Après avoir vu Samara se prendre méchamment les cheveux sales dans le tapis avec la pitoyable tentative de ressusciter la saga "The Ring" américaine en 2017, on pensait que les spectres nippons (et leurs équivalents "corrigés" au ketchup US) étaient repartis une bonne fois pour toutes se faire un soin capillaire dans l'au-delà... Ben non. Nous voilà en 2020 avec un nouveau "The Grudge" et toujours autant surpris de sous-estimer le manque cruel d'inventivité de l'industrie hollywoodienne en matière d'épouvante. À bien y regarder, la manœuvre est pourtant logique d'un point de vue purement mercantile : en 2004, "The Grudge", remake de "Ju-on", a été un tel carton (avec son prédécesseur "Le Cercle" deux ans auparavant) qu'il a entraîné tout un tas d'adaptations plus ou moins heureuses de longs-métrages estampillés J-Horror (les films de fantômes japonais), alors pourquoi ne pas imaginer qu'une nouvelle version aurait le potentiel d'en faire de même durant la décennie à venir ?

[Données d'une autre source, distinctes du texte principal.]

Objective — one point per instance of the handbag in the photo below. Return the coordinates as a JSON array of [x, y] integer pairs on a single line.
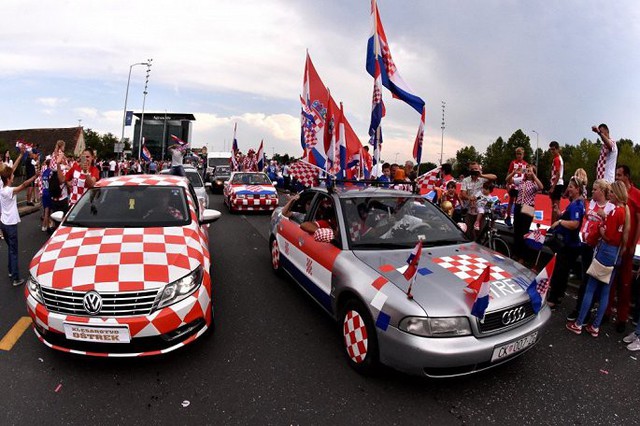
[[555, 241], [600, 272], [528, 210]]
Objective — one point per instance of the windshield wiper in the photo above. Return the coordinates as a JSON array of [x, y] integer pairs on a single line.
[[444, 242], [381, 246]]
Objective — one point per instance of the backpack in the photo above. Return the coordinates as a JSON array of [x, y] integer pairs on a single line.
[[54, 185]]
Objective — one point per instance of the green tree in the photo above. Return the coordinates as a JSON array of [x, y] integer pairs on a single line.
[[464, 156]]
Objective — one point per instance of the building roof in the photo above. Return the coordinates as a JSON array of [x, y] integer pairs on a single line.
[[46, 138]]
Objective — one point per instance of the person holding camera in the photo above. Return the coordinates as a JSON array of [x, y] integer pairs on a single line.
[[606, 165], [471, 185], [80, 177]]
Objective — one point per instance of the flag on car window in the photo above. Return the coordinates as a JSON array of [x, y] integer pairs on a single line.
[[483, 286], [537, 290]]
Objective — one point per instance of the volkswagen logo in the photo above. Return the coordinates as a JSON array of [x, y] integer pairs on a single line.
[[92, 302], [513, 315]]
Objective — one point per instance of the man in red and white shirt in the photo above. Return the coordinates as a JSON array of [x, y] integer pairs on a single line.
[[557, 183], [606, 165], [81, 176]]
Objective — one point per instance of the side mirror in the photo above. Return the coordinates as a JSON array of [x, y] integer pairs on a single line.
[[57, 216], [209, 215]]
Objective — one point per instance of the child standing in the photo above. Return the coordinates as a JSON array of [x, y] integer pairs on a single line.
[[10, 217]]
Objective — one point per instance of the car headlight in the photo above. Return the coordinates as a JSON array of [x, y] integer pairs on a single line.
[[34, 289], [180, 289], [436, 327]]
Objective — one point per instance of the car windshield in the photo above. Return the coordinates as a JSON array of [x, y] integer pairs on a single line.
[[251, 179], [397, 222], [218, 161], [194, 178], [130, 207]]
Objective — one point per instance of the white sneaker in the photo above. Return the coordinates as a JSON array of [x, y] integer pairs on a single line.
[[630, 338], [635, 345]]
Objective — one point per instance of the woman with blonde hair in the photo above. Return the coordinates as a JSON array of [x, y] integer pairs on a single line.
[[613, 237], [596, 212]]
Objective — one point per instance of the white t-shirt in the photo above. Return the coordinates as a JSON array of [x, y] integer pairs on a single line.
[[9, 206]]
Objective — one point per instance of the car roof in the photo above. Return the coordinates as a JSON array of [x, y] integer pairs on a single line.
[[144, 180]]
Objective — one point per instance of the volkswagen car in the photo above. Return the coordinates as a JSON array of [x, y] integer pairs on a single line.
[[348, 249], [127, 272], [250, 191]]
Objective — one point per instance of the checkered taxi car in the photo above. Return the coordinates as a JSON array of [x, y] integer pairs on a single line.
[[357, 278], [250, 191], [127, 271]]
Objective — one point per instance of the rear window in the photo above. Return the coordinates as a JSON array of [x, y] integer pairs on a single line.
[[131, 207]]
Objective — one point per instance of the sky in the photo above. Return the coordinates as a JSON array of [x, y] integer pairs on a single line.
[[499, 65]]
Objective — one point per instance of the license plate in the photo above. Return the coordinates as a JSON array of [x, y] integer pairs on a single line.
[[97, 334], [509, 349]]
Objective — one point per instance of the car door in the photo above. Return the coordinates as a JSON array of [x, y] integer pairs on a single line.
[[311, 262]]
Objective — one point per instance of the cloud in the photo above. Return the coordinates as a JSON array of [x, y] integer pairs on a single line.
[[51, 102]]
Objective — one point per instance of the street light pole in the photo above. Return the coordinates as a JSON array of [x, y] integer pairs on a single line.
[[536, 148], [144, 99], [442, 140], [126, 98]]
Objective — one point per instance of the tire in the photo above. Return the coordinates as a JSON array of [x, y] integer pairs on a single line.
[[501, 247], [276, 264], [359, 338]]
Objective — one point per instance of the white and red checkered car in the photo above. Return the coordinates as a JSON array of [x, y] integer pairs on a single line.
[[127, 271], [246, 191], [355, 252]]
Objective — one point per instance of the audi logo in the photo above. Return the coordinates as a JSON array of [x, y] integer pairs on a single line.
[[92, 302], [513, 315]]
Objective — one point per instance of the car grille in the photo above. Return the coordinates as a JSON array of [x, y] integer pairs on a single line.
[[124, 304], [493, 321]]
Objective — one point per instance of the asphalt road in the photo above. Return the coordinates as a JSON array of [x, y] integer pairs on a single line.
[[275, 358]]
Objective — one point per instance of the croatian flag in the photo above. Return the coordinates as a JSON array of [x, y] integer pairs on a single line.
[[260, 157], [535, 239], [234, 147], [417, 145], [482, 286], [412, 261], [378, 53], [145, 154], [537, 290], [177, 140]]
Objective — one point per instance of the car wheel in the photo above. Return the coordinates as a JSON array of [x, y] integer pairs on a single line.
[[275, 256], [359, 337]]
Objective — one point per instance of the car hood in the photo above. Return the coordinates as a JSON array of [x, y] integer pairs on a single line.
[[253, 189], [118, 259], [440, 286]]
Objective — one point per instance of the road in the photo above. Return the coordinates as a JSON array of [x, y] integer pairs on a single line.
[[275, 358]]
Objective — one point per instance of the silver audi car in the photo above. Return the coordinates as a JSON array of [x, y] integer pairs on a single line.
[[348, 249]]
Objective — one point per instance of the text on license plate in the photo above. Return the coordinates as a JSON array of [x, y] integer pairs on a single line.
[[511, 348], [108, 334]]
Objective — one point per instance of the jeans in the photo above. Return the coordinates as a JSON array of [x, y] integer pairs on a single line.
[[607, 255], [10, 233]]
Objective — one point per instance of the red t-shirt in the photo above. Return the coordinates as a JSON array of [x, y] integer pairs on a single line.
[[634, 207], [614, 226]]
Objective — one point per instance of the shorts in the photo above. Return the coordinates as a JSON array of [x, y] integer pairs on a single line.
[[556, 195], [46, 201]]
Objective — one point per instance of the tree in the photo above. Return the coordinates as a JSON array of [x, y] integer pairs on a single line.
[[464, 156]]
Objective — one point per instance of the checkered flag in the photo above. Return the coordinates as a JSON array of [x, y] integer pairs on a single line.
[[305, 173]]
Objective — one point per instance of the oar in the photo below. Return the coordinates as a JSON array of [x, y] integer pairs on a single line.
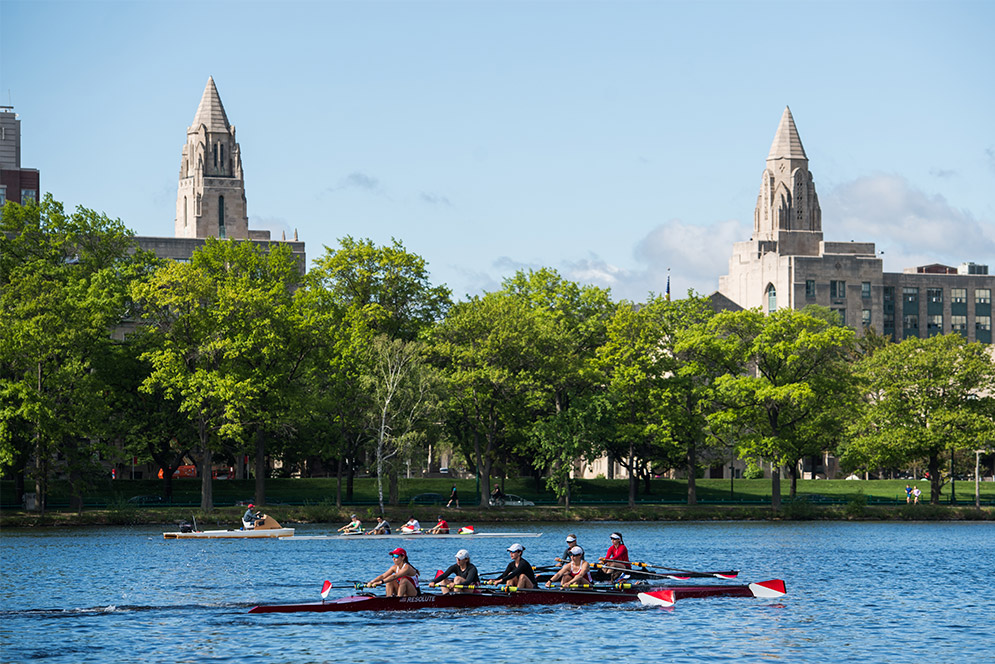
[[677, 577], [730, 574]]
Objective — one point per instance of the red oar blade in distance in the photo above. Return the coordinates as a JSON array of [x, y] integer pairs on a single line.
[[658, 598], [766, 589]]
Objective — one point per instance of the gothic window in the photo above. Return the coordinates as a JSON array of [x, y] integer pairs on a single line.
[[221, 217]]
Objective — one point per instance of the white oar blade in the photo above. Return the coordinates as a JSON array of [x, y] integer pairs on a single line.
[[657, 598], [767, 589]]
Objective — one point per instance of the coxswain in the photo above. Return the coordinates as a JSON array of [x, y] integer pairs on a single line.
[[441, 528], [354, 526], [250, 517], [519, 572], [571, 543], [463, 571], [400, 579], [382, 527], [616, 561], [576, 572]]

Pour cela, rien de tel que de mettre le joli nom du producteur Sam Raimi en argument de vente comme à l'époque, de dénicher un réalisateur venu de l'horreur indé (Nicolas Pesce) pour signifier un semblant de vision artistique, d'avoir quelques acteurs plus que solides devant la caméra (Andrea Riseborough, Demían Bichir, John Cho, Lin Shaye et Jacki Weaver) et d'obtenir un petit R-Rated synonyme de scènes chocs afin d'affirmer une certaine différence face aux produits aseptisés du même genre. Tout cela sentait donc la formule et les astuces marketing à plein nez dans le but de nous vendre à peu près une soupe établie voilà déjà une vingtaine d'années.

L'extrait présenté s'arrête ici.